Vi è un’ampia letteratura sullo sviluppo dell’industria della Difesa e sugli eserciti nazionali. In molti casi non c’è accordo tra gli studiosi. Ma gli esperti tendono in generale a convenire sul fatto che senza bilanci per la Difesa di adeguate dimensioni, le industrie del settore non avrebbero economie di scala sufficienti per svilupparsi e quindi sopravvivere. Riducendo il nostro esercito, ci sono dunque molti motivi per pensare che anche la nostra industria ne risentirebbe (si pensi a Fincantieri e a Finmeccanica).

L’affermazione più drammatica pare però essere la terza. Nell’articolo si afferma che l’Italia servirebbe meglio i suoi interessi se ridimensionasse il suo esercito, così da concentrarsi sul rafforzamento delle proprie forze di polizia e, contemporaneamente, si specializzasse nell’assistenza umanitaria.

L’affermazione denota una certa incomprensione dei fenomeni e degli scenari politici, militari e strategici contemporanei. Adam Smith, non certo un seguace di Clausewitz o di von Moltke, nel suo famoso saggio sulla ricchezza delle nazioni, scriveva che tra l’opulenza e la difesa, gli Stati dovevano preferire quest’ultima. D’altronde, lo stesso Smith vedeva nella protezione dalle minacce esterne uno dei limitati compiti spettante agli Stati.

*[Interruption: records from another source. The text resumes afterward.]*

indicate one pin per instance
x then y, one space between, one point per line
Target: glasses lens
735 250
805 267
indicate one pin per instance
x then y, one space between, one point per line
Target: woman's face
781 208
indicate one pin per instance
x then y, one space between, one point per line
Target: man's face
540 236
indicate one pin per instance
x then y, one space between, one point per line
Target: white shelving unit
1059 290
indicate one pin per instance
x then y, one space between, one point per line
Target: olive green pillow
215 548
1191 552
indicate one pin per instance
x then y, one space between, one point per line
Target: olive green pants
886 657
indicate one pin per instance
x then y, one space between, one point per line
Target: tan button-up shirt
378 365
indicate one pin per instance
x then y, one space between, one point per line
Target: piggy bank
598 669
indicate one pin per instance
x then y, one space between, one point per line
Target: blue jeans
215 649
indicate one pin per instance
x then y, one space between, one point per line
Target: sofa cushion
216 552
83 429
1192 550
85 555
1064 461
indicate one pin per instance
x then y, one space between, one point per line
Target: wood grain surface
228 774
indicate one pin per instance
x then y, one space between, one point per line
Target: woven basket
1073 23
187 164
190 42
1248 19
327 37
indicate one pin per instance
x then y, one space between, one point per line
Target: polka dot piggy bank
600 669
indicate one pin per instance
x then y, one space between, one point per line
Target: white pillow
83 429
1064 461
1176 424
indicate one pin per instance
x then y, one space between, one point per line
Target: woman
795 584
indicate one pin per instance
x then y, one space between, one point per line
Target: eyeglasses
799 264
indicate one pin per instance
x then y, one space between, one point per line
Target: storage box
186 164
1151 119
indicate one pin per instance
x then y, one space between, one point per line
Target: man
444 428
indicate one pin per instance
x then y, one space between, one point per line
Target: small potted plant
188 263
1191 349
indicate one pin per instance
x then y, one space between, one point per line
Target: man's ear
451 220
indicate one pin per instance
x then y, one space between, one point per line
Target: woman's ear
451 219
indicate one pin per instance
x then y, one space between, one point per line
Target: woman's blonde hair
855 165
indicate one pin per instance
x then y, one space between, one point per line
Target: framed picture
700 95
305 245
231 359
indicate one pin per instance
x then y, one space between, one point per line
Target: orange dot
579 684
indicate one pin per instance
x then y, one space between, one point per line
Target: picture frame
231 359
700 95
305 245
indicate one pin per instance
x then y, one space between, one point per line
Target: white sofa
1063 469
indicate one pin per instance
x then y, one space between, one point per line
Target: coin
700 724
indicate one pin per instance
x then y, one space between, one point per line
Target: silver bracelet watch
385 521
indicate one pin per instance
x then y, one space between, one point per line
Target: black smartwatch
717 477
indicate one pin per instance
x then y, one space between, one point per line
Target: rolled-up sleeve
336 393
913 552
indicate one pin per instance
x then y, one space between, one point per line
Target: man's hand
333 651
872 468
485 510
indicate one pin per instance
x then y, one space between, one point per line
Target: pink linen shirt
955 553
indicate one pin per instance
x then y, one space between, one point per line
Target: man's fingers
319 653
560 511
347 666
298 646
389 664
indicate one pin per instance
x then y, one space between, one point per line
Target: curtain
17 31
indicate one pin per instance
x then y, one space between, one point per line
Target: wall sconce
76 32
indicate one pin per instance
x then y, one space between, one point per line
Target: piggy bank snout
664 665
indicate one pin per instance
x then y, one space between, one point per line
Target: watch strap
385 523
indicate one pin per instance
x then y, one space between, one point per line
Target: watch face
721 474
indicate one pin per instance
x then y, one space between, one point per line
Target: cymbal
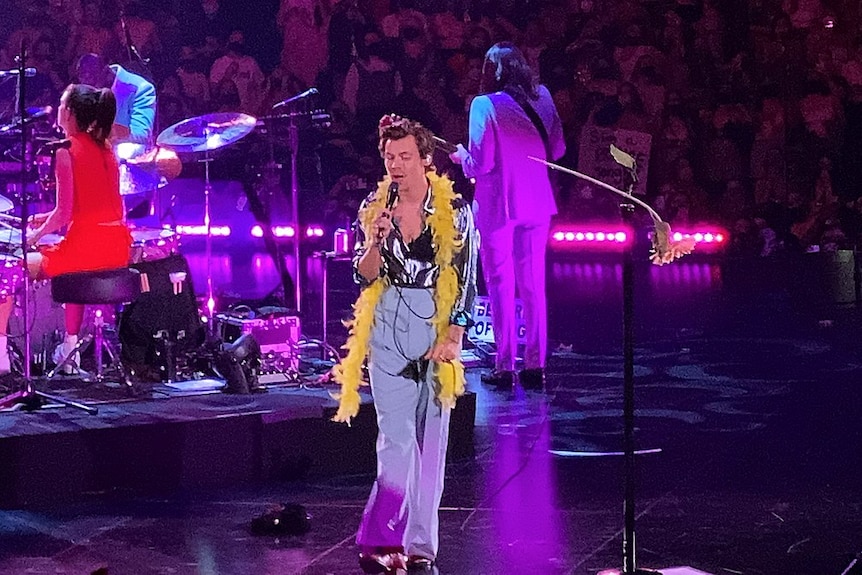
160 161
206 133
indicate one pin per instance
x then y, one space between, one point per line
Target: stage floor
751 394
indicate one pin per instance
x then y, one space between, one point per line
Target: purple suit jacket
509 186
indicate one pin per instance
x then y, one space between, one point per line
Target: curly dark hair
394 128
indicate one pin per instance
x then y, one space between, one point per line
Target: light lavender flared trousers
413 429
514 255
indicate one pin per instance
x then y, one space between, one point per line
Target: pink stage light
314 232
587 238
201 230
706 239
277 231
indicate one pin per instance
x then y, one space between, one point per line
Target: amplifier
276 334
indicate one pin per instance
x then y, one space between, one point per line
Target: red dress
90 244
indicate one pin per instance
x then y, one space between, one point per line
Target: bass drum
152 244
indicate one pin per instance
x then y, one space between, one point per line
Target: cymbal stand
293 141
28 396
209 244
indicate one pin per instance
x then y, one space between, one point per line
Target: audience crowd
752 109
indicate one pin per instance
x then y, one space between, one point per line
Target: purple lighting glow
588 238
708 240
201 230
313 231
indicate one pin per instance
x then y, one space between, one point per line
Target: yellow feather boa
450 376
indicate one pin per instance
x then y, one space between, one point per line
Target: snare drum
151 244
11 275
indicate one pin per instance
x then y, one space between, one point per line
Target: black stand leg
629 561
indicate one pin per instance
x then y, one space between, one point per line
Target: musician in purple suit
512 119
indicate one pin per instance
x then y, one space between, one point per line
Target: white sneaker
62 351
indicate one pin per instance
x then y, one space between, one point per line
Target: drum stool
105 287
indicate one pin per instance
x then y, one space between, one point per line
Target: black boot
500 379
532 378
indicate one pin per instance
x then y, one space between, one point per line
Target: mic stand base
32 400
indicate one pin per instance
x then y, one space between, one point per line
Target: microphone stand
28 396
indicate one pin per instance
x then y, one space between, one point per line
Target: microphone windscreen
393 195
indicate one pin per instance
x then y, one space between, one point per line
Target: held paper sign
483 330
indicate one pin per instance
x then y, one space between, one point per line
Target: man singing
513 119
416 258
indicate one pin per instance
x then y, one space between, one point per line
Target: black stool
104 287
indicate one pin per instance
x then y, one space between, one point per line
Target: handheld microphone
28 72
393 195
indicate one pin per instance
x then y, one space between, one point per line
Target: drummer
136 99
133 134
88 202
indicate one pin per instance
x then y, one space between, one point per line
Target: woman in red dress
88 204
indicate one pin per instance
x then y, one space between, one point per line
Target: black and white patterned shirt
412 264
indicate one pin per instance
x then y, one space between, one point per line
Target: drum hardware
27 395
30 116
293 120
206 134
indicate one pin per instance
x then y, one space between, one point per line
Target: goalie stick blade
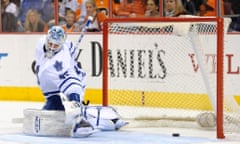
84 134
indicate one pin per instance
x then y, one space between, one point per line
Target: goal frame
220 62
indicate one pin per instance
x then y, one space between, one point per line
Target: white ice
11 132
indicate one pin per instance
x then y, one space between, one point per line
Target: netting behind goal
168 70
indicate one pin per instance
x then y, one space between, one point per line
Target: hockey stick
90 18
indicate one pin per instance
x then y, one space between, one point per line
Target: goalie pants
53 103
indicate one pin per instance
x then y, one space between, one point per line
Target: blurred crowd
39 15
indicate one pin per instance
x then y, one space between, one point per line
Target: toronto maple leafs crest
58 65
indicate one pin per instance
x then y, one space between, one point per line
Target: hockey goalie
62 82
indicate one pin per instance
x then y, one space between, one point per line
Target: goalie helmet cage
138 54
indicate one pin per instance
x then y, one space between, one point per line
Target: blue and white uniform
59 73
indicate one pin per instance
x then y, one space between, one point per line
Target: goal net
170 71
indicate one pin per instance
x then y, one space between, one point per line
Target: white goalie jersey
59 73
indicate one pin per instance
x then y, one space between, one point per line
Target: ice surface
11 132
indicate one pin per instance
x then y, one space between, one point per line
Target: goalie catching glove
74 116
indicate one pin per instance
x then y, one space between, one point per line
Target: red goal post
126 66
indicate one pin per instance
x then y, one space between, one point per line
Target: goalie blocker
52 123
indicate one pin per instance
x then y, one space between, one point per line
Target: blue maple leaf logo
58 65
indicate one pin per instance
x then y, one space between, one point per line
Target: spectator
34 23
207 8
152 8
47 12
9 22
189 7
25 6
82 12
228 8
64 7
71 25
173 8
9 7
98 16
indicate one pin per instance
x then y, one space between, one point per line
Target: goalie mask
54 40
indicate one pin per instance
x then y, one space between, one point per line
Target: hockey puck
175 134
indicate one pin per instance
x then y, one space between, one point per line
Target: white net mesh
164 71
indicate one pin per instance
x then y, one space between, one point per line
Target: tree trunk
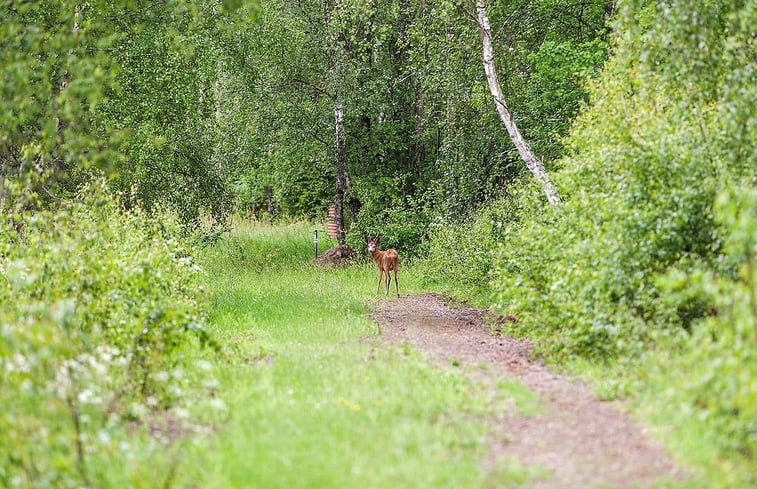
342 180
534 165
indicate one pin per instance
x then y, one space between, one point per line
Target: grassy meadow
312 399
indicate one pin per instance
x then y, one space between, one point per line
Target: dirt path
578 441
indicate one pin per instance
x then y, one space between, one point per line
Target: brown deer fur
386 261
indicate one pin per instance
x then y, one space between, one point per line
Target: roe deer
386 261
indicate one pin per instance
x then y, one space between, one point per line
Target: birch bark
535 166
342 180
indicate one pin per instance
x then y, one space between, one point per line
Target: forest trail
576 441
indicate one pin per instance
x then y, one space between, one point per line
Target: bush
718 371
100 309
462 252
402 223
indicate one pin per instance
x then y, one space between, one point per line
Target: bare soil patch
578 441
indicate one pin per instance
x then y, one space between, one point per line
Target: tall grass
313 398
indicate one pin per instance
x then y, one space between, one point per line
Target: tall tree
535 166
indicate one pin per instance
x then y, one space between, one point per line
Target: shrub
100 309
718 370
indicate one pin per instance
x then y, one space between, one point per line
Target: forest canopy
160 121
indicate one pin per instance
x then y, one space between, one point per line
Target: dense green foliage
639 254
644 111
422 138
100 308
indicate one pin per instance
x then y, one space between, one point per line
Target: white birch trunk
342 180
535 165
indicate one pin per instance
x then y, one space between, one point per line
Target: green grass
313 399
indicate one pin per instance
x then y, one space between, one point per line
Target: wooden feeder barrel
331 229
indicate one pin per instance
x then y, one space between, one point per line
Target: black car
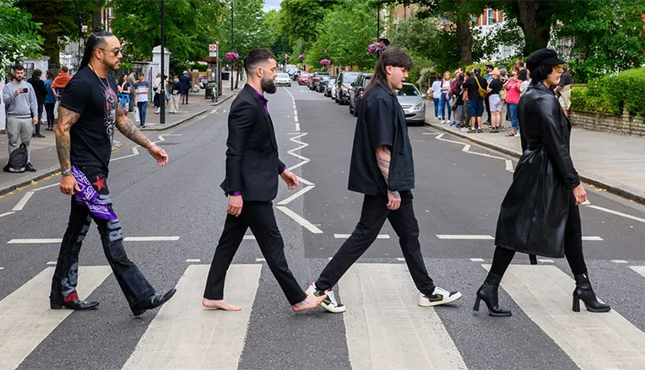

A leggere l’articolo sembra però che la sicurezza internazionale sia diventata tutto d’un colpo una questione secondaria, di cui il nostro Paese farebbe meglio a non occuparsi. Se quanto qui dedotto corrisponde al pensiero dell’autore (e non ci sono ragioni per pensare diversamente) sarebbe interessante sapere come si giunge ad una tale conclusione. Il sistema internazionale sta scricchiolando, l’ascesa di Cina e India sta spostando il baricentro del mondo più ad Est, gli Stati Uniti fanno sempre più fatica a mantenere la loro leadership, la sponda Sud del Mediterraneo sta diventando sempre più instabile e turbolenta, l’Africa non pare destinata a rialzarsi a breve, e intanto fenomeni quali terrorismo, armi di distruzione di massa e traffici illeciti rendono sempre più incerto, instabile e pericoloso il mondo di oggi e di domani. In un tale scenario, nel quale ogni Paese dovrebbe sia pensare alla propria sicurezza che a contribuire alla sicurezza internazionale, la ricetta proposta nell’articolo consiste nel chiuderci in noi stessi. Non sembra sia esattamente la più adeguata.

Fatta questa analisi, resta una valutazione di importanza ancora superiore. E riguarda la concezione strategica che si ha del nostro Paese. Unnia ritiene che l’Italia farebbe bene a pensare alla sicurezza interna, a chiudersi in se stessa, e a specializzarsi in compiti tutto sommato – mi permetto – irrilevanti a livello internazionale. Cooperazione e assistenza umanitaria. Il mondo di domani è incerto e pericoloso, e dunque richiede visione e leadership. Quale peso internazionale potrebbe avere un Paese con le ambizioni proposte nell’articolo?

Proprio mentre il segretario della Difesa americana sprona gli europei a mandare più truppe in Afghanistan e a spendere di più in Difesa, seguendo le indicazioni dell’articolo, dall’Italia arriverebbe una risposta abbastanza desolante.